Exploring $ \sum_{n=0}^\infty \frac{n^p}{n!} = B_pe$, particularly $p = 2$.
Notice that \begin{align} S & = \sum_{n = 0}^{\infty} \frac{n^{2}}{n!} \\ & = \frac{0^{2}}{0!} + \frac{1^{2}}{1!} + \frac{2^{2}}{2!} + \frac{3^{2}}{3!} + \cdots \\ & = \frac{1}{0!} + \frac{2}{1!} + \frac{3}{2!} + \frac{4}{3!} + \cdots. \end{align} Then \begin{align} S - e & = \left( \frac{1}{0!} + \frac{2}{1!} + \frac{3}{2!} + \frac{4}{3!} + \cdots \right) - \left( \frac{1}{0!} + \frac{1}{1!} + \frac{1}{2!} + \frac{1}{3!} + \cdots \right) \\ & = \frac{1}{1!} + \frac{2}{2!} + \frac{3}{3!} + \cdots \\ & = e. \qquad (\text{As shown in the OP.}) \\ \end{align} Therefore, $ S = e + e = 2 e $.
In fact, using the same type of reasoning, it can be shown that $ \displaystyle \sum_{n = 0}^{\infty} \frac{n^{3}}{n!} = 5 e $.
Here is the connection with Bell numbers.

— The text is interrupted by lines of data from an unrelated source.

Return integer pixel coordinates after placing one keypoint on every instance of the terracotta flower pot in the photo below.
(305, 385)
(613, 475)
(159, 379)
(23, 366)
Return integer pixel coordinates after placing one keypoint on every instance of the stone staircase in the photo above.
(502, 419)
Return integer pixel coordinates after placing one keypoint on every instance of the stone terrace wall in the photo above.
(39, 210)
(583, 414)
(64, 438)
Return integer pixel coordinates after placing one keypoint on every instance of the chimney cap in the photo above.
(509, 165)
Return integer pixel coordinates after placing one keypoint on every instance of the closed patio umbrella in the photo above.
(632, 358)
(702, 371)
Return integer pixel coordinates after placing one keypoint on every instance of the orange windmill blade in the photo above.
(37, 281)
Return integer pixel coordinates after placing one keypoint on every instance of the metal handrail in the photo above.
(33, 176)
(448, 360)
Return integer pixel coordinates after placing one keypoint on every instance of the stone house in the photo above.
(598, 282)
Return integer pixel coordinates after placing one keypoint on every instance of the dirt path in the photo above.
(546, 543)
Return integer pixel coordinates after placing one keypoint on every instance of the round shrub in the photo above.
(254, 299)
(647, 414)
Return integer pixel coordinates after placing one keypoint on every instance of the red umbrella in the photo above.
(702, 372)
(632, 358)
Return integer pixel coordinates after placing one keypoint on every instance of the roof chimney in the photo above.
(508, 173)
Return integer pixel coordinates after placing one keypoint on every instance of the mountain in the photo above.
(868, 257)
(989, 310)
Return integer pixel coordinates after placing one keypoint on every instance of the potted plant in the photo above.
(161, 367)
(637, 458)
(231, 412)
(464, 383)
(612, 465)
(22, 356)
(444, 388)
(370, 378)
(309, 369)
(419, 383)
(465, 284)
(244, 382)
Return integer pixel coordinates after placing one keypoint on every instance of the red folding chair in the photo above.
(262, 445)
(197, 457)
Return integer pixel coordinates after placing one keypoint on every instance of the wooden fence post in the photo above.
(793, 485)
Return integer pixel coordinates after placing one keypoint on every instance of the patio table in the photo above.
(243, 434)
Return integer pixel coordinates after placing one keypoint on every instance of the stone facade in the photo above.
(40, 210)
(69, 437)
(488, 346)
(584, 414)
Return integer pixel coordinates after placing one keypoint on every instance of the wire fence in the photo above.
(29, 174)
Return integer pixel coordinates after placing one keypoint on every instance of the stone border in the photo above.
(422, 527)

For each $ p \in \mathbb{N}_{0} $, let $ \displaystyle S_{p} \stackrel{\text{df}}{=} \sum_{n = 0}^{\infty} \frac{n^{p}}{n!} $. Notice that \begin{align} \forall p \in \mathbb{N}: \quad S_{p} & = \sum_{n = 0}^{\infty} \frac{n^{p}}{n!} \\ & = \sum_{n = 1}^{\infty} \frac{n^{p}}{n!} \qquad \left( \text{As $ \dfrac{0^{p}}{0!} = 0 $.} \right) \\ & = \sum_{n = 1}^{\infty} \frac{n^{p - 1}}{(n - 1)!} \qquad (\text{After canceling $ n $’s.}) \\ & = \sum_{n = 0}^{\infty} \frac{(n + 1)^{p - 1}}{n!}. \qquad (\text{After re-indexing.}) \end{align} Hence, \begin{align} \forall p \in \mathbb{N}_{\geq 2}: \quad S_{p} - S_{p - 1} & = \sum_{n = 0}^{\infty} \frac{(n + 1)^{p - 1}}{n!} - \sum_{n = 0}^{\infty} \frac{n^{p - 1}}{n!} \\ & = \sum_{n = 0}^{\infty} \frac{1}{n!} \left[ (n + 1)^{p - 1} - n^{p - 1} \right] \\ & = \sum_{n = 0}^{\infty} \left[ \frac{1}{n!} \sum_{k = 0}^{p - 2} \binom{p - 1}{k} n^{k} \right] \qquad (\text{By the Binomial Theorem.}) \\ & = \sum_{n = 0}^{\infty} \sum_{k = 0}^{p - 2} \binom{p - 1}{k} \frac{n^{k}}{n!} \\ & = \sum_{k = 0}^{p - 2} \left[ \binom{p - 1}{k} \sum_{n = 0}^{\infty} \frac{n^{k}}{n!} \right] \\ & = \sum_{k = 0}^{p - 2} \binom{p - 1}{k} S_{k}. \end{align} Therefore, $$ \forall p \in \mathbb{N}_{\geq 2}: \quad S_{p} = \sum_{k = 0}^{p - 2} \binom{p - 1}{k} S_{k} + S_{p - 1} = \sum_{k = 0}^{p - 1} \binom{p - 1}{k} S_{k}. $$ As $ S_{0} = S_{1} = e $ by inspection, we see that the $ S_{p} $’s are the Bell numbers multiplied by $ e $.